The most dramatic is a measure that would eliminate public schools in favor of letting parents decide how to educate their children.
“I have come to the conclusion that there is not any way to correct the situation in public schools,” John Hickey, who authored the proposition, said. “Some people think I am throwing out the baby with the bath water but I think the baby was stillborn.”
The measure would scrap the state’s public schools and create a state-funded voucher system where parents would receive up to $4,000 per child each year to pay for a private education or teach their children at home. After 20 years the voucher system, paid for by the sale of public schools, would also be done away with, making parents completely responsible for their children’s education. Hickey claims the gradual elimination of state sales taxes called for by the proposition would offset the burden placed on families by lack of any state education funding.
“That is insane. I am 100 percent opposed to vouchers,” said Thomas Romero, a Democratic candidate in the first state Senate district. “It is giving a blank check to voucher schools to use the taxpayers’ money without any government oversight.”
Romero, who teaches history at Granite Oaks Middle School in Rocklin, Calif., said Hickey’s proposal would lower the overall quality of education in California and put an end to all state regulations. Teachers would not need to be certified, there would be no standardized testing, and no basic curriculum requirements.
Currently the state spends $10,000 each year on each student, which Hickey said would be far too much even if public schools successfully educated the state’s children. He maintains that the free market will ensure students receive a quality education but even those who are in favor of school vouchers are opposed to the proposition.
“I support vouchers – I think people should have choices – but this sounds kind of goofy,” Assemblyman Rico Oller, R-San Andreas, said. “There is no denying that the public school system is a mess, but I am not prepared to take the step from saying we want to reform the system to saying we want to abolish it.”
Hickey imagines that many public schools would become charter or private schools if the measure were to become law, and that entrepreneurs would find new ways to educate the state’s children.
“Those vouchers are like gold and they need to be mined,” he said.

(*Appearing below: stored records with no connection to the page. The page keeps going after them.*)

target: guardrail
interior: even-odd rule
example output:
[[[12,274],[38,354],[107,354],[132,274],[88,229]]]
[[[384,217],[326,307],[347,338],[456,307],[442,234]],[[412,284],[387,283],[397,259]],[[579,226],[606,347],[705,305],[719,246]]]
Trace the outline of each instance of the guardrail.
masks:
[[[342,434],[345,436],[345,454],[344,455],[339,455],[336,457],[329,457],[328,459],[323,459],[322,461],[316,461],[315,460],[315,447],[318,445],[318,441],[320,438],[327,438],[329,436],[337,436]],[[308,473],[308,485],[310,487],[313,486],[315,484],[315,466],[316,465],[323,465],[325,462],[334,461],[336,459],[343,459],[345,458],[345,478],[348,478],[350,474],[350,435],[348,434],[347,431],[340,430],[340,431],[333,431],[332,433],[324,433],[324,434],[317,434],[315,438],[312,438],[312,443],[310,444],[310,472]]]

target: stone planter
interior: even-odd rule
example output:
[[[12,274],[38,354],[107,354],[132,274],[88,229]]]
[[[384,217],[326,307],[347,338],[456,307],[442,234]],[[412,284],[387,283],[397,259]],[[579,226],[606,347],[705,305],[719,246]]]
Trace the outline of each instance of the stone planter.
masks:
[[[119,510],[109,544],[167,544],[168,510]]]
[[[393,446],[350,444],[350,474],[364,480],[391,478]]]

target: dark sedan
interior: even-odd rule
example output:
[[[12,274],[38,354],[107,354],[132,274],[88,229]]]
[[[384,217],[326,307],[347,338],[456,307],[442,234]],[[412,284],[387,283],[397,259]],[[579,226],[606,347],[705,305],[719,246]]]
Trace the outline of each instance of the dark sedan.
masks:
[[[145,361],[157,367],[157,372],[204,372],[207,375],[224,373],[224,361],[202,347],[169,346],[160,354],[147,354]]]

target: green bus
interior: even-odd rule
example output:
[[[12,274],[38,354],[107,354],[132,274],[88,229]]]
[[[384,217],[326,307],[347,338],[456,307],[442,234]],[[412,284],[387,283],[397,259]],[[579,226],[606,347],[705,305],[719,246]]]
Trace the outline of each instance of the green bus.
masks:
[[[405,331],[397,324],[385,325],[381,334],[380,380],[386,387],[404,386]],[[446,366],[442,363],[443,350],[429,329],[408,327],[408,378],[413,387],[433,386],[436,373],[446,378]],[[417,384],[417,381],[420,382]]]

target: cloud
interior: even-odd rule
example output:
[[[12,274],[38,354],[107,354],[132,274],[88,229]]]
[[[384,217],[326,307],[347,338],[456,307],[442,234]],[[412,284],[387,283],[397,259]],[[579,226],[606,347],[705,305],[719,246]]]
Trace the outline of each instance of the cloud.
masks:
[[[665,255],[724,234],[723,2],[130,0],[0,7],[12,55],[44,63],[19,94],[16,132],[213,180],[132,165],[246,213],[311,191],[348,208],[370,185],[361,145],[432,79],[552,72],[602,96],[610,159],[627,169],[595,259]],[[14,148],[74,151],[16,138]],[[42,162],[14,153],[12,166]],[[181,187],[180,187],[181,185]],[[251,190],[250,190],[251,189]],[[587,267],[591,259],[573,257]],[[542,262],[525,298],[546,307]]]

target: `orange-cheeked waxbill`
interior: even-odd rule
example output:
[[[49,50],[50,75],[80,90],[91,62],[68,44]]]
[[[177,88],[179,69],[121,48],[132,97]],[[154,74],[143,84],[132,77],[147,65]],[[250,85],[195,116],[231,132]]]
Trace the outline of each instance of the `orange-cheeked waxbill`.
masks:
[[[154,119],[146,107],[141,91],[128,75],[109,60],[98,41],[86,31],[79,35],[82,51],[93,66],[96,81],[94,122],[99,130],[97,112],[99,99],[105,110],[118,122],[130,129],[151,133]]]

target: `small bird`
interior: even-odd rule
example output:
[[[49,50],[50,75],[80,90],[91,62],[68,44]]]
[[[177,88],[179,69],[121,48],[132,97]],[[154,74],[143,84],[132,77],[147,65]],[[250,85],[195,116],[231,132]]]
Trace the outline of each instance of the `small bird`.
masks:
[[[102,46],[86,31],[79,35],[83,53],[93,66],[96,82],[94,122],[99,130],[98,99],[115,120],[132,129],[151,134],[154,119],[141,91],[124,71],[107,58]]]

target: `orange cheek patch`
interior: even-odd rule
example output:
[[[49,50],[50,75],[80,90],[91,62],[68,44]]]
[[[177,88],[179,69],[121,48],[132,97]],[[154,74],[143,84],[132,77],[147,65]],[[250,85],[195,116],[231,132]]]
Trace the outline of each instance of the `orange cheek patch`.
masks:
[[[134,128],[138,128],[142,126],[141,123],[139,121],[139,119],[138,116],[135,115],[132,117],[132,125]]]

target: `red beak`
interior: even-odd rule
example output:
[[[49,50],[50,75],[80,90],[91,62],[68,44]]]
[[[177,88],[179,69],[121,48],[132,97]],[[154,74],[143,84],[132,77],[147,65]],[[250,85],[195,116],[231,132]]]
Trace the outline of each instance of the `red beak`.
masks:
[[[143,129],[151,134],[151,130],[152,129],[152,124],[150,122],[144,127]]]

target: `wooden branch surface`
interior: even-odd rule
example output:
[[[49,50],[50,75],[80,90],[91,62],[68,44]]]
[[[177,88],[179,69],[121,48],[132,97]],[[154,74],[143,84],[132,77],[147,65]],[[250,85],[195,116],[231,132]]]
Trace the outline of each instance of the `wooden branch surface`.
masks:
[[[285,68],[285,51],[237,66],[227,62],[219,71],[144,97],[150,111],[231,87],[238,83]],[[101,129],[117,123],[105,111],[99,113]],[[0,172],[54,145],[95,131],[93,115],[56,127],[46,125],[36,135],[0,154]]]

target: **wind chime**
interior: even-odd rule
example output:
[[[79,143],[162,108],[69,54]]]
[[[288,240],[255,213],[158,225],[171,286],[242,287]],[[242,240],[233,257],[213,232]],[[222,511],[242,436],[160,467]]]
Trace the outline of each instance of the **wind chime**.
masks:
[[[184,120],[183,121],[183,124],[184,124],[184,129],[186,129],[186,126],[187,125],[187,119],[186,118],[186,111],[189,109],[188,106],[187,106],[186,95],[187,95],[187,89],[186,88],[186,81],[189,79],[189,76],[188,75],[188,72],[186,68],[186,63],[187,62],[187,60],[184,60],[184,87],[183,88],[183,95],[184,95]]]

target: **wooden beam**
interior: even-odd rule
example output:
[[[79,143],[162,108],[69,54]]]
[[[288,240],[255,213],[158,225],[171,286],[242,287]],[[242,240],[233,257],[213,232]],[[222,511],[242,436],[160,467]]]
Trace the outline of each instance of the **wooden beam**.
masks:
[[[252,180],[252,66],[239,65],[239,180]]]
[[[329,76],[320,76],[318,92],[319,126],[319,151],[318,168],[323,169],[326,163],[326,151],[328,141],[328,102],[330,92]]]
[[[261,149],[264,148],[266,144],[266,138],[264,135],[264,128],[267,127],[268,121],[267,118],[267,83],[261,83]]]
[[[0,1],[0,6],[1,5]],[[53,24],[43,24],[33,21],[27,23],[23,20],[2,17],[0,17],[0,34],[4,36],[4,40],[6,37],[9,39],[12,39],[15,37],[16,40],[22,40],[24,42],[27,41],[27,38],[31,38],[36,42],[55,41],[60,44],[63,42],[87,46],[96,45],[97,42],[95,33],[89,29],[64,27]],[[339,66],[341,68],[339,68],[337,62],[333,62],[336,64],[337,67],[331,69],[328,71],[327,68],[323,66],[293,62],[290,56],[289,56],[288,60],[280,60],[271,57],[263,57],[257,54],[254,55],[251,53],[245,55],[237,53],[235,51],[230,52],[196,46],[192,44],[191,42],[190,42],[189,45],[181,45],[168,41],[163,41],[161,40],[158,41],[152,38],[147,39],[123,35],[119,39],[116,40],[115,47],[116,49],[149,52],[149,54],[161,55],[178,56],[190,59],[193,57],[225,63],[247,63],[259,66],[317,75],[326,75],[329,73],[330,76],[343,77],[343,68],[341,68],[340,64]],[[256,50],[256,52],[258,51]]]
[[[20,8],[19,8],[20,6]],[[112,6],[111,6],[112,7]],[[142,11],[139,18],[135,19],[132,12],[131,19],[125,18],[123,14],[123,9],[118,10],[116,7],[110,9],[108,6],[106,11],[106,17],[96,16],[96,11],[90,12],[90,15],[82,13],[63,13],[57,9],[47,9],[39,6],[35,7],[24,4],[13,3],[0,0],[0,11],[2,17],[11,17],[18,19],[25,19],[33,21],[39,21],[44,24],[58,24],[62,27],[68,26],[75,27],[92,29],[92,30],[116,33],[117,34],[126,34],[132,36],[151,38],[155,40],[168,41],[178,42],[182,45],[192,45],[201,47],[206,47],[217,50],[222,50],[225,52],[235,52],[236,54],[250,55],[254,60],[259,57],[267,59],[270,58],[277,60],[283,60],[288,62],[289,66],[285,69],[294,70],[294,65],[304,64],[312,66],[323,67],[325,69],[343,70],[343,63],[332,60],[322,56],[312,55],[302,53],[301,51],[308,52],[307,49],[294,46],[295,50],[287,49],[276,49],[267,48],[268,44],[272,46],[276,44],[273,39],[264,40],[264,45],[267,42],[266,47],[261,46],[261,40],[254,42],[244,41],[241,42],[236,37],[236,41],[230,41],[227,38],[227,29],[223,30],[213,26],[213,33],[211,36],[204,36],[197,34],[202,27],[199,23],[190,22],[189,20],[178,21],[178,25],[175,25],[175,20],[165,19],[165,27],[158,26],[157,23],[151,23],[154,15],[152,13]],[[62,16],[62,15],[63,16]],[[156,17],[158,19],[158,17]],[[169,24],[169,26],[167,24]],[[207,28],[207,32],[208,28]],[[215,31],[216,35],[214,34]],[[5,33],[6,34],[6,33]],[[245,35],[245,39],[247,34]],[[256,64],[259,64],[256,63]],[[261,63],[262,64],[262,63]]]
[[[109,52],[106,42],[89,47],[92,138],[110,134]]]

Hickey, a Libertarian who is running for state Senate in the 11th district, has until August to collect the 670,816 signatures necessary to put the proposition on the ballot. He was successful in placing a similar measure on the ballot in 1980 and is counting on the support from the Libertarian Party to make this proposition successful.
“There are a lot of sugar daddies out there, though, and if this piques the interest of one, and he wants to give me millions of dollars, I could use that,” he said.
Sale of the state’s 8,000 schools would raise as much as $100 billion and in the long run the state could save as much as $100 billion each year. However, according to Legislative Analyst Elizabeth Hill, the measure would have dramatic effects on the economy that are difficult to predict.
“There are a lot of people out there who support a voucher system and want to see the end of public schools,” said Hickey, who is confident the propositions will make it onto the November ballot.
Oller disagreed, and said, “I don’t think you are going to find many people to support this idea, and I don’t think it is going to be successful because it goes too far.”
Signatures are also being gathered in support of a more modest school voucher proposition sponsored by venture capitalist Tim Draper. That proposition would authorize payments of at least $4,000 per pupil enrolled in private or religious schools.
That measure is more likely to gain widespread support, according to Oller, who said public schools play a vital role in educating disadvantaged students.
Hickey admits that there is no way to guarantee that parents spend the money they save in sales taxes on education and said, “some children will fall through the cracks, but I can’t control that.”